ROSALIE GASCOIGNE Pink on Blue 1982-83
Rosalie Gascoigne was an artist who lived and worked in Canberra and her work is strongly informed by the Monaro landscape that surrounds the capital. Gascoigne had a natural facility to bring together elements that speak softly of this place in a way that goes beyond mere literal description.
The central motif of Pink on Blue is constructed from two bunches of rough, off-cut pink slats. They are in a loose crosshatch arrangement in which one bunch runs vertically one way and the other runs horizontal. There is no attempt to strictly order the bunches, they have rough ends and are of irregular lengths. The way they have been placed partly resembles a roughly drawn cross-hatched chess board pattern. This is a pattern Gascoigne used in the masterful Piece to Walk Around (1981), made the year before Pink on Blue. This arrangement suggests, in a fairly abstract way, the flat landscape of the Monaro here stripped down to two basic elements of land and sky, in particular, the shimmering landscape of Lake George where lake and sky can seem to dissolve into one another.
Pink on Blue is a picture of the landscape in its own sense whilst being importantly of the landscape. The materials, weathered and changed by the elements, contain an essence of the place from which they had lived, been abandoned then rediscovered.

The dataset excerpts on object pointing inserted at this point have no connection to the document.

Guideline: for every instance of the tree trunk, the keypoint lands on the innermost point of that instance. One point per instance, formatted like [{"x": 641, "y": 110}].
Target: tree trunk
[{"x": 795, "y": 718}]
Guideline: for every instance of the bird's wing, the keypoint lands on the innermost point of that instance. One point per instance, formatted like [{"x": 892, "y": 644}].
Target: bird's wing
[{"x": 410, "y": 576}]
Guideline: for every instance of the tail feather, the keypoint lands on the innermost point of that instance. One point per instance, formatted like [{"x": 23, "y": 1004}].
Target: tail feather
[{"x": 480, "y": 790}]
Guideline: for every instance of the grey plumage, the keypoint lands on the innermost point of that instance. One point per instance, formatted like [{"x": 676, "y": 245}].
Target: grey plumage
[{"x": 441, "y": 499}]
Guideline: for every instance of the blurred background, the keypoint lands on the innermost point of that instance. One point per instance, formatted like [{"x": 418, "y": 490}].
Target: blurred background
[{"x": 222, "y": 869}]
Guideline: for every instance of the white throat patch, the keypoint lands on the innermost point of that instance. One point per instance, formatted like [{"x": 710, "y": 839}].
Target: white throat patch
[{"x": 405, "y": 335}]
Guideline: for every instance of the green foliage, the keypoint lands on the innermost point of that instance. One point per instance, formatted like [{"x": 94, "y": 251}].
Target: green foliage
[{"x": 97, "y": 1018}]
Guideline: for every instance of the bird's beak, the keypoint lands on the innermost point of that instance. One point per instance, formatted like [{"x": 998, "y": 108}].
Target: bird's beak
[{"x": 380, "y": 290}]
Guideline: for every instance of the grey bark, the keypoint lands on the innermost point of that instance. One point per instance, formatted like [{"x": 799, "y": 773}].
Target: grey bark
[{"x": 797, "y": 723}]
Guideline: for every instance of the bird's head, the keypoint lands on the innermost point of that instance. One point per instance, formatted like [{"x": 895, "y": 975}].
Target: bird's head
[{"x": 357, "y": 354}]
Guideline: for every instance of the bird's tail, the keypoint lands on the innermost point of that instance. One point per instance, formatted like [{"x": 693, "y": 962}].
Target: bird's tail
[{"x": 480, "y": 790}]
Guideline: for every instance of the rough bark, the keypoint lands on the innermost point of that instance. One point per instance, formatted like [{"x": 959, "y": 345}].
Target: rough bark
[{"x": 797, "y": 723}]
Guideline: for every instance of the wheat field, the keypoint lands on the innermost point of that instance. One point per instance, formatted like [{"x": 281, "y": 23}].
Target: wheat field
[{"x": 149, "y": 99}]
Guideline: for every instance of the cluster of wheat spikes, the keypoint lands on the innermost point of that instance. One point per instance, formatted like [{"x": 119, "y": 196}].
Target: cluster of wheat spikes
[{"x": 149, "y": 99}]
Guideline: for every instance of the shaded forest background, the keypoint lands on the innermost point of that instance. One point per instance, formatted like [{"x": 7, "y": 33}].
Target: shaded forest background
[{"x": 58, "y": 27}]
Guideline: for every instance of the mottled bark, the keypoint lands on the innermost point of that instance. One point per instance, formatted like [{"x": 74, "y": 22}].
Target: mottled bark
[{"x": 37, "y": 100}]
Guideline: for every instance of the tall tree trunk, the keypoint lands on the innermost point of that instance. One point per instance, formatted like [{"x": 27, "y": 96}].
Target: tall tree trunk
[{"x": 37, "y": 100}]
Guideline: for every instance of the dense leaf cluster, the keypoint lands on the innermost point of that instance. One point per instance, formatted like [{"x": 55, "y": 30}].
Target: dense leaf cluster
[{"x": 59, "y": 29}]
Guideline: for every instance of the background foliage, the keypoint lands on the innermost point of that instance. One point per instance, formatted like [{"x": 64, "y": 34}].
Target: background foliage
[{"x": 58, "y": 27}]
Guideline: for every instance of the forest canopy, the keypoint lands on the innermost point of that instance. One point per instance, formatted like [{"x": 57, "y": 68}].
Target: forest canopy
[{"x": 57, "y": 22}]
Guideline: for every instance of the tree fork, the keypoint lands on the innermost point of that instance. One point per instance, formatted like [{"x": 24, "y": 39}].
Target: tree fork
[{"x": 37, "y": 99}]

Works like Pink on Blue reveal Gascoigne’s abilities as a colourist of the highest order. Although the colours are found ones, the work’s combination of texture, tone and pattern are what unite it and give it meaning. Gascoigne’s colour is often bleached out and worn but this palette is deliberately chosen and manipulated. As we see from the blue of the crate, colour can be intense and jarring especially in combination with the pink slats, conjuring up a startling vision of the landscape.

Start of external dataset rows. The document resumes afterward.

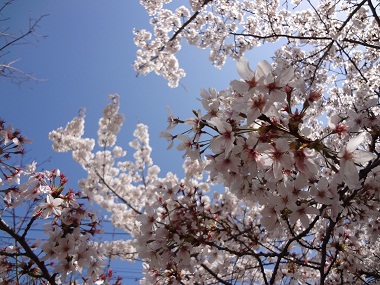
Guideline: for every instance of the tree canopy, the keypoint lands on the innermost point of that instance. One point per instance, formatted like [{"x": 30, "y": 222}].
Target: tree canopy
[{"x": 294, "y": 144}]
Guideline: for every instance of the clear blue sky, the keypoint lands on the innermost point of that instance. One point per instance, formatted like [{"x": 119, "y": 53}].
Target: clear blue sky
[{"x": 83, "y": 51}]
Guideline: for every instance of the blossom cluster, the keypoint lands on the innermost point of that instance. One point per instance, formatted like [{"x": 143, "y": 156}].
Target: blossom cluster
[
  {"x": 319, "y": 36},
  {"x": 35, "y": 198},
  {"x": 295, "y": 195}
]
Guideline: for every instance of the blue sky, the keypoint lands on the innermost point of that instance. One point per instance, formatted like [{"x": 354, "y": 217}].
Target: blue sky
[{"x": 83, "y": 51}]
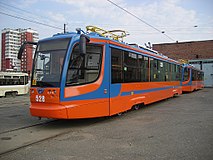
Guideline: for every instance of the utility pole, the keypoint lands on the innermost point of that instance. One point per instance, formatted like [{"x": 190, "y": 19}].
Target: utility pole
[{"x": 64, "y": 28}]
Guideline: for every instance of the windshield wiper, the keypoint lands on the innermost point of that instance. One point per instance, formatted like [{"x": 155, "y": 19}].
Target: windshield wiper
[{"x": 76, "y": 63}]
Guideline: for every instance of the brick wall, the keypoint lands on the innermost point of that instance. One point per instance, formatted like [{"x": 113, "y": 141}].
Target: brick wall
[{"x": 186, "y": 50}]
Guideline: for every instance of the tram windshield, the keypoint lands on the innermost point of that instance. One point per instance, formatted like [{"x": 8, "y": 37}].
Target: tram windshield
[
  {"x": 84, "y": 69},
  {"x": 48, "y": 63}
]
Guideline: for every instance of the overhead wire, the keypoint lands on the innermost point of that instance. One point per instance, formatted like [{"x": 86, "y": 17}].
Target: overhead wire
[{"x": 125, "y": 10}]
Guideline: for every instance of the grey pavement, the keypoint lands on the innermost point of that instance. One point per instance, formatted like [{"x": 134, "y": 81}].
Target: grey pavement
[{"x": 177, "y": 128}]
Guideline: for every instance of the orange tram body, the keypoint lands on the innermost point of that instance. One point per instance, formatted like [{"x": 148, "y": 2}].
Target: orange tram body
[{"x": 87, "y": 75}]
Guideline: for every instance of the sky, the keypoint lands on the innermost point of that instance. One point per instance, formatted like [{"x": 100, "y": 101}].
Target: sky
[{"x": 179, "y": 20}]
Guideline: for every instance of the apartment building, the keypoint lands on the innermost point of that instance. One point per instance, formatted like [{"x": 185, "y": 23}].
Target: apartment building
[{"x": 11, "y": 42}]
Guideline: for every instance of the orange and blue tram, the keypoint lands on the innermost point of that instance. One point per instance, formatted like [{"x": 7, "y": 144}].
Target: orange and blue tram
[
  {"x": 192, "y": 78},
  {"x": 85, "y": 75}
]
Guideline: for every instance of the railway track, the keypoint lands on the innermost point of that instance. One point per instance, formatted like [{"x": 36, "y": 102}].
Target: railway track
[{"x": 22, "y": 137}]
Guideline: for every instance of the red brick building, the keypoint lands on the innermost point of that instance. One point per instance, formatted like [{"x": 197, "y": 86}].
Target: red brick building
[
  {"x": 11, "y": 42},
  {"x": 186, "y": 50}
]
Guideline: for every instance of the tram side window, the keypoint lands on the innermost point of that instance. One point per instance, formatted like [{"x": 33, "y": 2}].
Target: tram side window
[
  {"x": 117, "y": 65},
  {"x": 131, "y": 67},
  {"x": 85, "y": 69},
  {"x": 178, "y": 72},
  {"x": 144, "y": 68},
  {"x": 186, "y": 74},
  {"x": 153, "y": 70},
  {"x": 161, "y": 73}
]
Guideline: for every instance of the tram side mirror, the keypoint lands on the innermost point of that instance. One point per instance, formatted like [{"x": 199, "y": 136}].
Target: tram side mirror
[
  {"x": 23, "y": 47},
  {"x": 82, "y": 44}
]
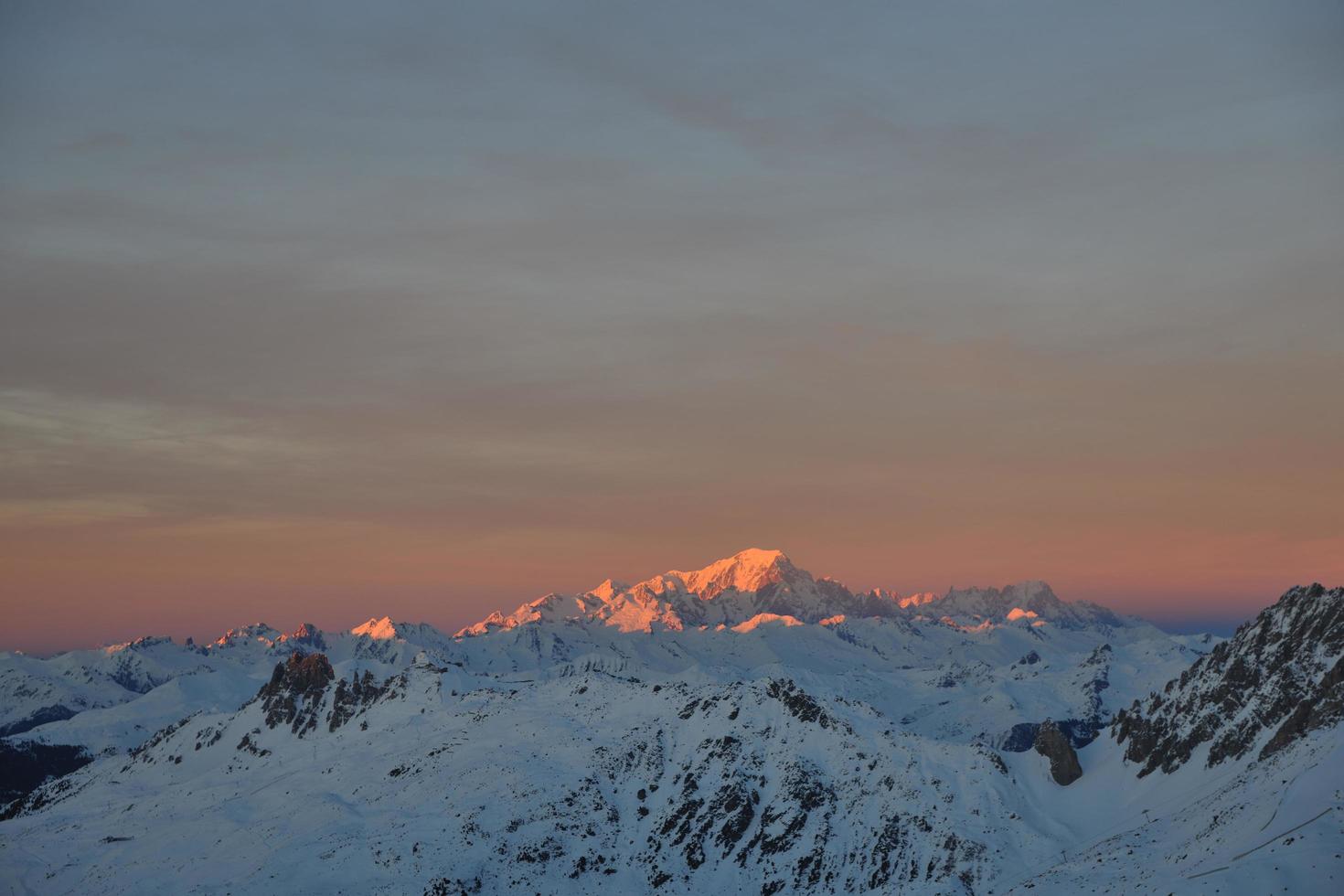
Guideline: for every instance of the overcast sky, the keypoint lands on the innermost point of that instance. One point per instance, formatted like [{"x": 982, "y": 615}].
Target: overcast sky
[{"x": 315, "y": 312}]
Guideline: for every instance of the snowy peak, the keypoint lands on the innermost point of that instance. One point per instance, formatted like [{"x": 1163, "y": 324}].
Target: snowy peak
[
  {"x": 750, "y": 570},
  {"x": 380, "y": 629},
  {"x": 1277, "y": 680},
  {"x": 740, "y": 589}
]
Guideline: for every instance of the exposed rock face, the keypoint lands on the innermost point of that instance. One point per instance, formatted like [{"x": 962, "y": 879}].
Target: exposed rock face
[
  {"x": 25, "y": 766},
  {"x": 1278, "y": 678},
  {"x": 294, "y": 693},
  {"x": 1063, "y": 761}
]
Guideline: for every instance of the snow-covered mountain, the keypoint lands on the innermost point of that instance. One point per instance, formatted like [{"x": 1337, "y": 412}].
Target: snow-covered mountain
[{"x": 738, "y": 729}]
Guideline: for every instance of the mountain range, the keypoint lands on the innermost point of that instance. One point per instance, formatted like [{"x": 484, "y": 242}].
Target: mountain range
[{"x": 745, "y": 727}]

The pink of the slats in Pink on Blue comes from a type of undercoat paint that occurs with some regularity through Gascoigne’s oeuvre, for instance in the early work Leaning Piece 1974 (formerly the collection of Ann Lewis now in the collection of the MCA Australia) which was included in Gascoigne’s ‘breakthrough’ exhibition at Gallery A in Sydney in 1974 through to the later austerity of multi panel works such as Plain View II (1994, private collection).

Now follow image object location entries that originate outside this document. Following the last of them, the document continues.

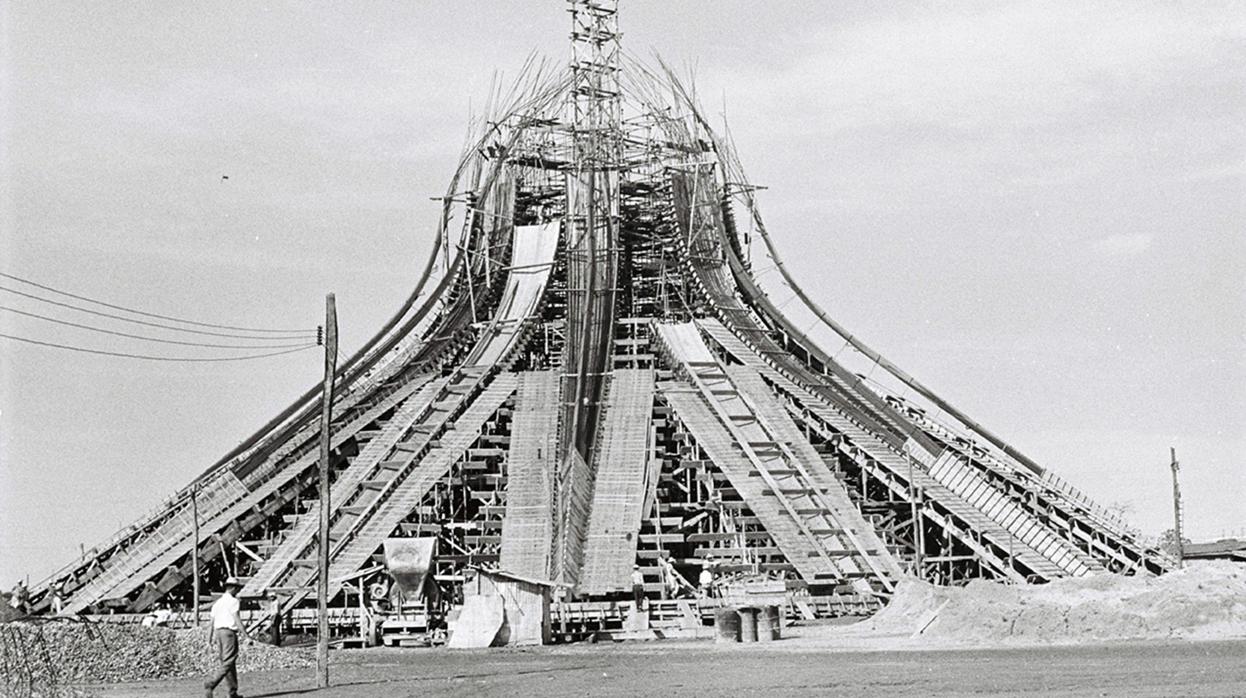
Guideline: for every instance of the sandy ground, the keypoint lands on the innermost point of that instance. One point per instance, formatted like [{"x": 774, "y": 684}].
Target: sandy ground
[{"x": 784, "y": 668}]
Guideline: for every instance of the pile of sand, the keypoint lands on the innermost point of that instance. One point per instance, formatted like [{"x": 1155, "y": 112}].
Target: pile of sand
[{"x": 1205, "y": 601}]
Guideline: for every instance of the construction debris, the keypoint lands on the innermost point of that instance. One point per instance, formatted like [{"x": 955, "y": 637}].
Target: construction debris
[{"x": 1198, "y": 602}]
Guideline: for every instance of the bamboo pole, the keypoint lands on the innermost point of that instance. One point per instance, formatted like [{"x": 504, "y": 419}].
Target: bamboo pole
[{"x": 330, "y": 357}]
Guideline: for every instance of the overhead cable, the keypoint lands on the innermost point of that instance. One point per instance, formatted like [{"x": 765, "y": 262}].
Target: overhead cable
[
  {"x": 152, "y": 358},
  {"x": 92, "y": 328},
  {"x": 150, "y": 314},
  {"x": 122, "y": 318}
]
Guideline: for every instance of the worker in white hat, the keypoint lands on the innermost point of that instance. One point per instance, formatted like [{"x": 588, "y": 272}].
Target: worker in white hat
[{"x": 223, "y": 633}]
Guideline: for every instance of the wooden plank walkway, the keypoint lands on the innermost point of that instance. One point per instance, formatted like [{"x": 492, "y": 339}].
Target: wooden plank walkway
[
  {"x": 619, "y": 484},
  {"x": 527, "y": 526}
]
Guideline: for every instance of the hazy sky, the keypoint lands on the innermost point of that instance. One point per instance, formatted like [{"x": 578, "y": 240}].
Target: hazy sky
[{"x": 1036, "y": 208}]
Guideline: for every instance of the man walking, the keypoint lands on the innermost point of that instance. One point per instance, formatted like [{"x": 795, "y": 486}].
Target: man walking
[
  {"x": 224, "y": 628},
  {"x": 637, "y": 587}
]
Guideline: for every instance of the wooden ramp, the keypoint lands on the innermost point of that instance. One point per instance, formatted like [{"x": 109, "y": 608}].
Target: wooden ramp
[
  {"x": 788, "y": 494},
  {"x": 953, "y": 474},
  {"x": 527, "y": 527},
  {"x": 223, "y": 501},
  {"x": 619, "y": 485},
  {"x": 957, "y": 516},
  {"x": 350, "y": 489},
  {"x": 404, "y": 495}
]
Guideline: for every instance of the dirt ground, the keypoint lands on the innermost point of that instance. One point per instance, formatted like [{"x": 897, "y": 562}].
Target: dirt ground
[{"x": 702, "y": 668}]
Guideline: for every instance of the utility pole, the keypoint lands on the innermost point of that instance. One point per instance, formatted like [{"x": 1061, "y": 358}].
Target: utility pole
[
  {"x": 915, "y": 511},
  {"x": 330, "y": 365},
  {"x": 194, "y": 551},
  {"x": 1176, "y": 509}
]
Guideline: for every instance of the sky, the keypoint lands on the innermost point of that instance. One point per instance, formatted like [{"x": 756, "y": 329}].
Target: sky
[{"x": 1034, "y": 208}]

The blue slats that make up the second part of the title of Pink on Blue on the other hand suggest a different type of aesthetic experience, here they reveal Gascoigne as one of the great found object artists. Driving the back roads and byways of the landscape she loved, and had pulled into aesthetic consciousness completely, Gascoigne bartered, traded and scrounged her way across it stopping at dumps and roadsides to collect materials.
Here a series of Crystal soft drink packing cases provides a chattering murmur behind the subtle washes of pink. Could this somehow represent the sky too? A feeling of the blue expanses filled with all that air?